(No. 3 in the Twelve Beers of Chirstmas series)
I hate being called a “beer snob.” Here are two stories about beer snobbery and where it will get you.
Two of my own family members fired the term off at me during Christmas dinner last night. Okay, so I did bring my own Belgian-style beer chalice and a few bottles of “fancy” beer for my own consumption, but does that make me a snob?
I actually anguished over whether to bring the glass and the beers to the dinner or not. I was afraid of precisely this analysis of my behavior. After mulling it a bit, I decided to go for it, thinking “hey, this is all family. Christmas beers at Christmas dinner with family. They all know beer is important to me and I know that most of them like craft beer little or not at all, so surely they will permit me this pleasure.”
But no, instead they hurled the “s” word at me. According to thesaurus.com, ‘snob’ is a noun meaning “braggart, high-hat, highbrow, name-dropper, parvenu, pretender, smarty pants*, snoot, snot, stiff neck*, upstart.” Jesus, is that really what they think of me?
My offense? I brought and drank two winter ales and shared a 750ml bottle of Ommegang with the one other person who I thought might enjoy it. Meanwhile, others enjoyed sparkling white wine, chardonnay with ice, Coronas, and Heinekens. I said exactly nothing about anyone’s choice of beverage. I enjoyed the after dinner drink my sister served to all, Bailey’s and Butterscotch schnapps. And later on that night I cracked open a bottle of Heineken with one of my brothers-in-law. And for this behavior I get called a beer snob. Part of the reason it stings so much is that one of things I like so much about beer is its democratic tendencies. I like breaking not building class barriers.
The second story is a warning to current and would-be beer snobs. Mend your ways or else risk being a buffoon. A few weeks back, I attended the Holiday Beer Tasting at RFD. Hugh Sisson, owner of Clipper City Brewing, presented a cask-conditioned version of his Winter Storm, which is either an Imperial IPA or an Imperial ESB. Some folks at my table commented that this version seemed far less hoppy than usual. Hugh described its “pure hop power, floral and aromatic, enhanced by dry hopping, a method meant to increase the aromatic hop presence.” Hmm, we all thought it was missing the hops, but whatever. A couple tastes later, Jason Oliver, brewer at the Washington D.C. Gordon Biersch, prepared to take the stage to comment on his seasonal offering, a double bock. But he paused, sniffed his tasting cup and made faces. It quickly became clear to him and the rest of us (we had already been served our samples) that this was no bock. It was extremely hoppy and the wrong color, a deep gold instead of a ruby-brown. Oliver asked if the other brewers could identify the mystery beers as one of theirs being served out of order by mistake. No one could place it as their own.
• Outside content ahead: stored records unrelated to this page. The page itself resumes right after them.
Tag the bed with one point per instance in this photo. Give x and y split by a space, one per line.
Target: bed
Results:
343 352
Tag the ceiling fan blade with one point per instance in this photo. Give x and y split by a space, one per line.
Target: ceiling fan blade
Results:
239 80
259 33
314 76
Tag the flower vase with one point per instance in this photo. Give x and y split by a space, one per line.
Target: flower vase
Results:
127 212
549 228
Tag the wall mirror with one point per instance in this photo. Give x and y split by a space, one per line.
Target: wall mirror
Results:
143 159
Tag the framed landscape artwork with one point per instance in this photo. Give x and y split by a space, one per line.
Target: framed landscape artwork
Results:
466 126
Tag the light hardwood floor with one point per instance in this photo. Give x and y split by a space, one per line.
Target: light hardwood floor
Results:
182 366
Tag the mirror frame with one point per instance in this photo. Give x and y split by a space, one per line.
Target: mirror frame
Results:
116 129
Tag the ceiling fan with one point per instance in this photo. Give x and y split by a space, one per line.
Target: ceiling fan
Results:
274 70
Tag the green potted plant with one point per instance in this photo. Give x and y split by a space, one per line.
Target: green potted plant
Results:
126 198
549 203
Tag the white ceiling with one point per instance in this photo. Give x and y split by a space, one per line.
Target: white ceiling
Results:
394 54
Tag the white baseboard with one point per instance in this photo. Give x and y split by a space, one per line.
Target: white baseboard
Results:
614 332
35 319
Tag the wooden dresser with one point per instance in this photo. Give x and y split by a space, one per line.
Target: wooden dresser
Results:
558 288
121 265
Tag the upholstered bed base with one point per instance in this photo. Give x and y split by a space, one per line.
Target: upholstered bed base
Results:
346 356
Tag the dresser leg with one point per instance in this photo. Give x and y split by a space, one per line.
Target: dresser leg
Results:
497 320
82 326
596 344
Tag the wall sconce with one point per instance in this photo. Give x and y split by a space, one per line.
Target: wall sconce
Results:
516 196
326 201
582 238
It was later determined that the beer served as Hugh Sisson’s Winter Storm was actually Jason Oliver’s Bock. Sisson never caught the problem, even when specifically asked to taste the mystery beer and determine if it could be his Winter Storm by mistake.
If Sisson were known as a beer snob, he would have been chased out of the building for this mistake. But instead, because he makes great beers, is a well-liked member of the community, and is no “high-hat braggart,” everyone took the situation in stride and enjoyed a second tasting on the house due to the mix-up. So, even in a roomful of so-called beer snobs, no one heckled or belittled Sisson. No one acted like a snooty, stiff-necked smarty pants.
These two stories taught me a valuable lesson. I simply have to accept that the masses of common rabble will always mistake my sophisticated brilliance for snobbery.
Oh, by the way, that’s me in the picture wearing one of the pirate eye patches Hugh Sisson handed out during the of tasting of his Winter Storm, which is part of his pirate-themed Heavy Seas brand. What a snob.